Thursday, December 07, 2006

McKinty's Gold

If I were a student at the Denver high school where Adrian McKinty teaches English and Civics, I’d try very hard to get into both of his classes. Not many people can combine obvious mastery of the two subjects – plus a pungently jaundiced dash of political history -- into one ironic paragraph as he does in his new paperback, The Dead Yard.

“The thing you had to remember when dealing with these people was that the Britain of the Empire was long gone,” says Irish roughneck Michael Forsythe as he’s about to be blackmailed into working for MI6. “The Brits may have conquered India and won two world wars but they also had a complacency and an incompetence that had gotten many people killed. Jeremy and Samantha [his MI6 handlers] were the descendants of the people who had been responsible for the disasters of the Somme and Gallipoli in World War One. The people who had tried to walk to the South Pole instead of taking dogs, who had built the unsinkable Titanic, who had lost America, surrendered at Singapore, starved Ireland, appeased Hitler...”

We first met Forsythe when the Belfast mercenary was infiltrating a bloody South Boston Irish mob for the FBI, in Dead I Well May Be. Now the resourceful, amoral, surprisingly charming young man of 26 who lost a foot and a few measures of skin and blood in a Mexican drug adventure, has slipped out of the Witness Protection Program to watch the Irish and British soccer teams (and their fans) do battle in Spain. Violence erupts in the streets; Forsythe winds up facing not only a long prison sentence as a warning against football hooliganism but also possible extradition to Mexico where his other foot might not be the only thing he loses. So when the sexy Samantha and her uppercrust underling Jeremy offer him a get-out-of-jail card and a free trip back to Boston, he agrees in spite of his anti-Brit instincts.

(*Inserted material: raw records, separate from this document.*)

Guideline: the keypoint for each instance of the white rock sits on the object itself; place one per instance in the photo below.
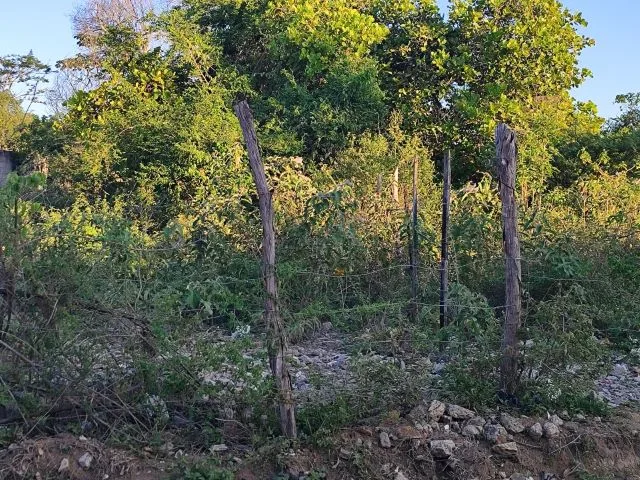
(477, 422)
(436, 410)
(551, 430)
(535, 431)
(509, 449)
(459, 413)
(441, 449)
(85, 460)
(385, 441)
(64, 465)
(556, 420)
(494, 433)
(218, 448)
(512, 424)
(471, 431)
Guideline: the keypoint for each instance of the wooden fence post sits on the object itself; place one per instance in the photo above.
(276, 336)
(506, 160)
(444, 248)
(394, 186)
(413, 247)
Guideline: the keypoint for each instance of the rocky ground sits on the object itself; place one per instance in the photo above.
(325, 356)
(433, 440)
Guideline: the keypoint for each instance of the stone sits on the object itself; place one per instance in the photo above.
(419, 413)
(436, 410)
(556, 420)
(471, 431)
(551, 430)
(85, 460)
(64, 465)
(571, 427)
(494, 433)
(520, 476)
(477, 422)
(511, 424)
(219, 448)
(385, 441)
(425, 428)
(407, 432)
(535, 431)
(345, 453)
(441, 449)
(509, 449)
(459, 413)
(620, 370)
(326, 326)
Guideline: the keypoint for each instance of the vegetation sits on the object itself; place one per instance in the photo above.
(130, 272)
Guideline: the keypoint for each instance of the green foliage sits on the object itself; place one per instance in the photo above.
(204, 470)
(137, 271)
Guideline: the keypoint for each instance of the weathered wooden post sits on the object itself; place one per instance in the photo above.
(413, 247)
(444, 247)
(276, 337)
(506, 160)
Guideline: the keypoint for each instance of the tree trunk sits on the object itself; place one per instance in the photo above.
(276, 337)
(394, 186)
(444, 248)
(506, 159)
(414, 245)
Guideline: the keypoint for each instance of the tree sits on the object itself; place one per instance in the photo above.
(24, 75)
(11, 117)
(629, 118)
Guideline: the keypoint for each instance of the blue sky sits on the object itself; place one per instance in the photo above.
(44, 27)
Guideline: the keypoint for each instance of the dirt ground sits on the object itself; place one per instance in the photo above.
(588, 449)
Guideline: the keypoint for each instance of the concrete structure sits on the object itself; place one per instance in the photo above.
(6, 165)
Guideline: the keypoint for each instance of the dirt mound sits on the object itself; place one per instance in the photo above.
(432, 442)
(75, 458)
(400, 451)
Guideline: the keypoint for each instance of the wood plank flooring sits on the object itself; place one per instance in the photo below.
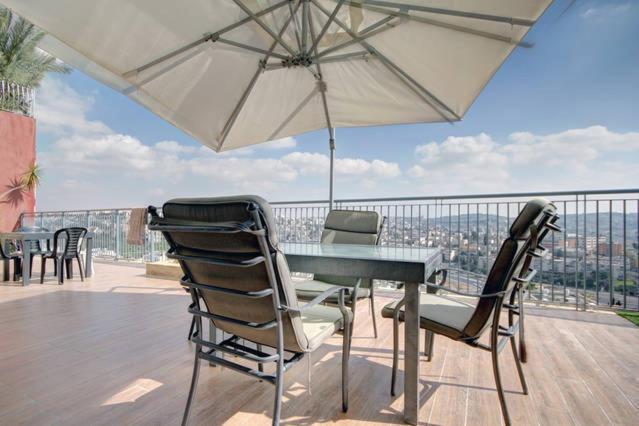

What Michael is supposed to do is charm his way into a small terrorist cell called the Sons of Cuchulainn, whose loose cannon status threatens an elaborate cease fire agreement with the IRA. Instead, Michael falls in love with the touching and troubled Kit, the 19-year-old daughter of the cell’s lunatic leader, and has to go up against his even more dangerous deputy, known as Touched McCuigan. There are enough bullets to stock an armory, but with McKinty it’s the words which leave the deepest impressions.